ギジィ村には46世帯が暮らす。しかし、男たちの姿はまばらだ。
「16年前、村の男たちのほとんどがサダムの軍隊に殺されました」ベキィ・アブドゥラさん(40)は、夫が「消えた」日のことを話しはじめた。

羊の放牧で暮らす、のどかな村を突然、悲劇が襲ったのは1988年夏だった。村を包囲したイラク軍の兵士たちは、村の男たちすべてを拘束し、鉄の棒で殴り倒したあと、バスに乗せて連れ去った。
イラン・イラク戦争末期、クルド人をイラン軍の協力者と見なしたイラク軍は、イラク北部に暮らすクルド人の村々を攻撃するアンファル作戦を展開した。攻撃では、毒ガス兵器も使われた。
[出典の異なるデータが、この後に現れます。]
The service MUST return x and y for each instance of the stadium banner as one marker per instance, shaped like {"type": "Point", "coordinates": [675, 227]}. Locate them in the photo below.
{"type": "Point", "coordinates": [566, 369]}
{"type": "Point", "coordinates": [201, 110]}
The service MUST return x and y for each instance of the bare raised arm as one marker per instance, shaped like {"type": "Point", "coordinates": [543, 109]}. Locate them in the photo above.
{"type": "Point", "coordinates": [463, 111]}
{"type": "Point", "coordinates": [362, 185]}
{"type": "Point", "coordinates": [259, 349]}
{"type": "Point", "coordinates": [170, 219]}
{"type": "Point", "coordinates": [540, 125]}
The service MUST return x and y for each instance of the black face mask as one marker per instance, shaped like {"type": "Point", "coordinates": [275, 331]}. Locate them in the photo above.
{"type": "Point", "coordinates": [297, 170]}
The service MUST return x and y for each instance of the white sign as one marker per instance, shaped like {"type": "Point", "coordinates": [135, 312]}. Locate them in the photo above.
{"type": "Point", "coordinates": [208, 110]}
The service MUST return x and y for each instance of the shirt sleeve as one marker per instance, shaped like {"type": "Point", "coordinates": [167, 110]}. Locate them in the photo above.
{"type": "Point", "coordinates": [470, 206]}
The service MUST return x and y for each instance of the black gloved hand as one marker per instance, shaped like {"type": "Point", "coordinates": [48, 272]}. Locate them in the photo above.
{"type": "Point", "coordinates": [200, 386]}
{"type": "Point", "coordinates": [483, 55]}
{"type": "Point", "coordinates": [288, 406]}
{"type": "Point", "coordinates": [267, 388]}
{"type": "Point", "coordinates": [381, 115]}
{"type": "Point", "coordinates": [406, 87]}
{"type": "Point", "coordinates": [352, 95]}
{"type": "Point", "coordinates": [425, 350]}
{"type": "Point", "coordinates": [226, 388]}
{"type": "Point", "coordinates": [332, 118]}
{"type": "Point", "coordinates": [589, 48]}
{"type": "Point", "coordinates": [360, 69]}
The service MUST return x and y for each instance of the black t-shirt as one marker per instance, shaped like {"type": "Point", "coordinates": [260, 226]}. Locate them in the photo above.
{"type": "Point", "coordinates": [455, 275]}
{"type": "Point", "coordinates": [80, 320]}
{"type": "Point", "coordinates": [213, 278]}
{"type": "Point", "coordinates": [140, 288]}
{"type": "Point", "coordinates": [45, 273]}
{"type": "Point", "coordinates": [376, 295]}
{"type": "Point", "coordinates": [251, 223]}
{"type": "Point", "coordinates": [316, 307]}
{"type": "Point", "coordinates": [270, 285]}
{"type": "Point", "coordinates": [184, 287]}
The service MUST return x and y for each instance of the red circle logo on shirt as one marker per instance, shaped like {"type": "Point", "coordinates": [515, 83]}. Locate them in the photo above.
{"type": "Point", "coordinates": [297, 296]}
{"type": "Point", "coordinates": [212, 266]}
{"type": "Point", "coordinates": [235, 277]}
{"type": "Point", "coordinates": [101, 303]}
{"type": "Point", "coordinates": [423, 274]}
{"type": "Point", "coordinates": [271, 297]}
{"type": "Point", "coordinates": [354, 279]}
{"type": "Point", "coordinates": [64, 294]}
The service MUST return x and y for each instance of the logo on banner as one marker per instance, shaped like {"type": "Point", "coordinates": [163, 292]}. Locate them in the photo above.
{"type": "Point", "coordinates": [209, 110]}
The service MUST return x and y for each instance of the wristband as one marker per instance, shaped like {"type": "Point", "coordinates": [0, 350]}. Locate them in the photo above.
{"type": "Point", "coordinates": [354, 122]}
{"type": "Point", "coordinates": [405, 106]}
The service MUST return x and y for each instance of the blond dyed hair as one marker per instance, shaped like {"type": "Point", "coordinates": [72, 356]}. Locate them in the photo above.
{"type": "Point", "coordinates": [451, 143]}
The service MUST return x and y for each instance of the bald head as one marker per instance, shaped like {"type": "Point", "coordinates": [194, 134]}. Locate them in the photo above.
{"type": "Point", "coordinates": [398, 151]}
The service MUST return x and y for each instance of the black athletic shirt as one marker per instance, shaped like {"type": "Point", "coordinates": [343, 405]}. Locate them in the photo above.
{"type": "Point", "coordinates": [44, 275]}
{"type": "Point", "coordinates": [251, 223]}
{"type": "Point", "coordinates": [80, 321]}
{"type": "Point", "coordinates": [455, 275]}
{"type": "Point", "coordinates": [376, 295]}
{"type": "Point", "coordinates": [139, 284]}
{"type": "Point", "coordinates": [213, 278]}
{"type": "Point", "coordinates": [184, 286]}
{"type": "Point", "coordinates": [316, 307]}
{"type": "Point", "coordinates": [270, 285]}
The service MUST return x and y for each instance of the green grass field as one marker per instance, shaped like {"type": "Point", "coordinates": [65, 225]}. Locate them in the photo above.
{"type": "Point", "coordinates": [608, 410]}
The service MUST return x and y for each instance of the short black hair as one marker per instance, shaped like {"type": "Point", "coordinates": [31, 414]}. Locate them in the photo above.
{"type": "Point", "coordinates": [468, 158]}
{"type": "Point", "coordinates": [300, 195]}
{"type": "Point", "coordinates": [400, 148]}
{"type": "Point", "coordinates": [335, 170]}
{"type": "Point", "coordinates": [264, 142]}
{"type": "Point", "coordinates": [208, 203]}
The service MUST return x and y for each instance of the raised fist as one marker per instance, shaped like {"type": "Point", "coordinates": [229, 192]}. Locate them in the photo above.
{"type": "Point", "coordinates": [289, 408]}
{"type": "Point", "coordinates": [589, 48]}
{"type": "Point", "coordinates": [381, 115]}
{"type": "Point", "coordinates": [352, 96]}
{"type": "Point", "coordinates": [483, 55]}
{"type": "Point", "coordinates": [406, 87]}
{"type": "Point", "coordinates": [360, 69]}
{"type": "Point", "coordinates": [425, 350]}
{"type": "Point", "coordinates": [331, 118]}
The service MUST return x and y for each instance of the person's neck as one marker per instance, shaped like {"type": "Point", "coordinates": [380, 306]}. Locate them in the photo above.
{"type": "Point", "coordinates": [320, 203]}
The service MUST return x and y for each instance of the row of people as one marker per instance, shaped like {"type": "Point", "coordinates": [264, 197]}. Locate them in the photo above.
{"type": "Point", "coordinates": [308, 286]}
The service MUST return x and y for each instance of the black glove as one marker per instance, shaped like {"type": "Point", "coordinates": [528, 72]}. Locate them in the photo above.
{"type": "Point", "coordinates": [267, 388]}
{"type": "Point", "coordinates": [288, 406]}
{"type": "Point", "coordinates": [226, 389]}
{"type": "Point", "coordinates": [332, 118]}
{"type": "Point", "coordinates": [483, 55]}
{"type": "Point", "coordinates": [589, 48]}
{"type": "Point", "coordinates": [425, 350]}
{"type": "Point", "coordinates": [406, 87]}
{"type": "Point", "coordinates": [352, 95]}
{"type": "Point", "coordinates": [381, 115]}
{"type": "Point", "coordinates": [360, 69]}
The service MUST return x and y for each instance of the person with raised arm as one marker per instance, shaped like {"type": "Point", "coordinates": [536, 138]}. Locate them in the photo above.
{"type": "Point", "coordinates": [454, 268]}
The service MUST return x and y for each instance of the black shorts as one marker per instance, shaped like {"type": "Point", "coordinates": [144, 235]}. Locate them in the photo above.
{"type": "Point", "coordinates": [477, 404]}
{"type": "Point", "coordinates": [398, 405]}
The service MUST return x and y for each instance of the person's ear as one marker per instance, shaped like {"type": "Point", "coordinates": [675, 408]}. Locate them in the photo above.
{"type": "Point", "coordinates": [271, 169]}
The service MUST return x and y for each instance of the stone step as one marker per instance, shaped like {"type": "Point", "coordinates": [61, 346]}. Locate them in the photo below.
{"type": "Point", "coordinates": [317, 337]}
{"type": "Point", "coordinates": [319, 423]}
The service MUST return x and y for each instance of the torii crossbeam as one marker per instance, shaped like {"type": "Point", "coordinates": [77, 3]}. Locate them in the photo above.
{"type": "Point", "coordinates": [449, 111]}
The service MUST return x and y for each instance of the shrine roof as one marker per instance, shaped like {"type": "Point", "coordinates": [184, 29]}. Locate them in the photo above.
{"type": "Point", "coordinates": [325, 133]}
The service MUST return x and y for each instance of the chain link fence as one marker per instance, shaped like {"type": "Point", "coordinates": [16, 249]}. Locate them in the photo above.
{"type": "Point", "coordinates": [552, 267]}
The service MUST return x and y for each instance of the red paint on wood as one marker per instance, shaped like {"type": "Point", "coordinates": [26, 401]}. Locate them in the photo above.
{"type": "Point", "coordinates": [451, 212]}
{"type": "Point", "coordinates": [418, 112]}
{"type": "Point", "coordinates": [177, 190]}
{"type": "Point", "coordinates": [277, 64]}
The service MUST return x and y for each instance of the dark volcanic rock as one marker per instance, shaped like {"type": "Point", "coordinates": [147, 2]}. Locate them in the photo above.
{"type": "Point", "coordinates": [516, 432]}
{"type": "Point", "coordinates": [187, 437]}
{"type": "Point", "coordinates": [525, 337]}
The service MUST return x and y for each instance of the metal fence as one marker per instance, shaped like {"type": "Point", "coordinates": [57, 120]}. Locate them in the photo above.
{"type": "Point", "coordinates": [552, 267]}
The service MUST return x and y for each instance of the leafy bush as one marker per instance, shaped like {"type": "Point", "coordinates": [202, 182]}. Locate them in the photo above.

イラン国境近くの町ハラブジャでは5000人にのぼるクルド人が虐殺されている。

ベキィさんは息子のハワール君(16才)を呼んできた。当時、身重だったベキィさんは、夫が連れ去られた日に、ハワール君を早産した。
その3年後、湾岸戦争が起きる。「サダムが再び殺しにやって来る」ベキィさんは小さな息子の手をひいて、村人たちとともにイランへ歩いて逃れた。

「私たちはいつもサダムの影に怯えながら生きてきました」ベキィさんは、色褪せた写真を手にしながら言った。男たちが消える数日前に撮影されたというその写真は、みな笑顔を浮かべて並んでいた
連れ去られた男たちのゆくえはいまもわからない。「ギズィ村の男たちは、連行後、イラク軍に殺害され埋められたと思われる」とクルド民主党の治安部隊指揮官は語った。フセイン政権崩壊後、イラク各地で大量の遺体を埋めた穴が次々と見つかり、発掘作業が続いている。

 
アンファル作戦で、ギジィ村の男たちは連れ去られた。村人はサダムの影に怯えながら暮らしてきた。   ベキィさんと、夫が消えた日に生まれた息子のハワール君。